A OTAN defende sua cooperação com a União Europeia nas discussões para colocar em prática um sistema de segurança com um muro de drones em seu flanco oriental contra a ameaça representada pela Rússia, enquanto reivindica sua presença e meios na Europa Oriental.

"A OTAN está ativamente envolvida em todas as discussões sobre a segurança de nossos céus, incluindo aquelas com a União Europeia, onde cada uma está se concentrando nas vantagens únicas que pode oferecer", disse um porta-voz aliado à Europa Press sobre o debate em curso na UE para lançar tal projeto.

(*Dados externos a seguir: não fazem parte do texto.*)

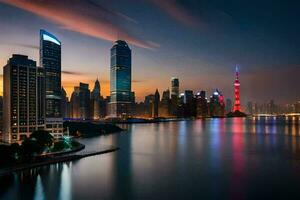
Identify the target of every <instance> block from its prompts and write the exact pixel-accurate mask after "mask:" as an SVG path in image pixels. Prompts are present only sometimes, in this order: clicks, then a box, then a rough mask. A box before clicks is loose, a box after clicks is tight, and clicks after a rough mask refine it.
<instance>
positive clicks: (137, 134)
mask: <svg viewBox="0 0 300 200" xmlns="http://www.w3.org/2000/svg"><path fill="white" fill-rule="evenodd" d="M127 128H128V131H126V132H123V133H120V134H115V135H110V136H101V137H94V138H88V139H82V140H80V141H81V142H82V143H84V144H86V146H87V149H91V150H92V149H95V148H96V147H101V146H104V145H116V146H118V147H120V148H121V149H120V150H119V151H118V152H114V153H109V154H104V155H99V156H94V157H88V158H84V159H81V160H78V161H73V162H68V163H62V164H54V165H50V166H45V167H40V168H36V169H33V170H27V171H24V172H20V173H16V174H14V175H11V176H5V177H0V199H63V200H68V199H80V200H81V199H83V200H85V199H133V200H134V199H300V137H299V135H300V130H299V125H297V124H293V125H291V124H290V125H285V124H282V123H276V120H273V121H270V122H269V123H267V124H264V123H261V122H260V121H258V122H256V123H253V121H251V120H246V119H209V120H203V121H202V120H197V121H181V122H170V123H160V124H135V125H128V127H127Z"/></svg>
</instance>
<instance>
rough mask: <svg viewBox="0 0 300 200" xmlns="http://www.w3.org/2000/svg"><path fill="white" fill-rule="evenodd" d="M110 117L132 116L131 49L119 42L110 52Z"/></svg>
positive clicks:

De qualquer forma, o quartel-general insiste na "postura robusta de dissuasão e defesa" da OTAN por terra, mar e ar no flanco oriental e defende a "resposta eficaz" às recentes violações do espaço aéreo por drones e aeronaves russas.

Da mesma forma, o porta-voz da aliança atlântica valorizou o reforço da presença nessa região com o 'Sentinel East', uma missão de reforço militar com a qual a OTAN enviará forças adicionais para essa área, tendo em vista os recentes incidentes com incursões russas no espaço aéreo aliado.

A missão integrará "tecnologias e táticas inovadoras projetadas para enfrentar desafios novos e emergentes, como os apresentados pelos drones", um aspecto que se sobrepõe ao grande projeto de defesa que a Comissão Europeia pretende implementar, que incluirá o muro antidrone.

Na quarta-feira, a presidente da Comissão Europeia, Ursula von der Leyen, alertou que a Europa está enfrentando uma "guerra híbrida" da Rússia e exigiu que o escudo antidrones também cubra o flanco sul e responda a ameaças como migração ilegal ou desastres naturais, como a Espanha, a Itália e a Grécia estão exigindo.

De acordo com Von der Leyen, a crise dos drones que invadiram o espaço aéreo europeu é o resultado de incidentes "calculados" que não são episódios de "assédio aleatório". É uma campanha consistente e crescente para desestabilizar nossos cidadãos, testar nossa determinação, dividir nossa União e enfraquecer nosso apoio à Ucrânia", disse ela aos eurodeputados em Estrasburgo, enfatizando que "é hora de chamar isso pelo que é: esta é uma guerra híbrida e deve ser levada a sério".

No início deste mês, a Comissão Europeia iniciou conversações com os países do flanco oriental para debater ideias para um futuro projeto de segurança comum, uma iniciativa que Bruxelas inicialmente vê como um projeto regional, focado nos países do flanco oriental, com seus próprios instrumentos de financiamento.

Esses contatos iniciais envolveram a Ucrânia, cuja experiência com incursões de drones é valorizada pela UE, bem como a OTAN, que está atuando como observadora, já que, em última análise, carrega o peso dos planos militares dos países da UE, a maioria dos quais é membro da organização euro-atlântica.

A ideia da Comissão Europeia é que a coalizão antidrone desenvolva recursos de detecção e rastreamento de drones na fronteira leste da UE dentro de um ano.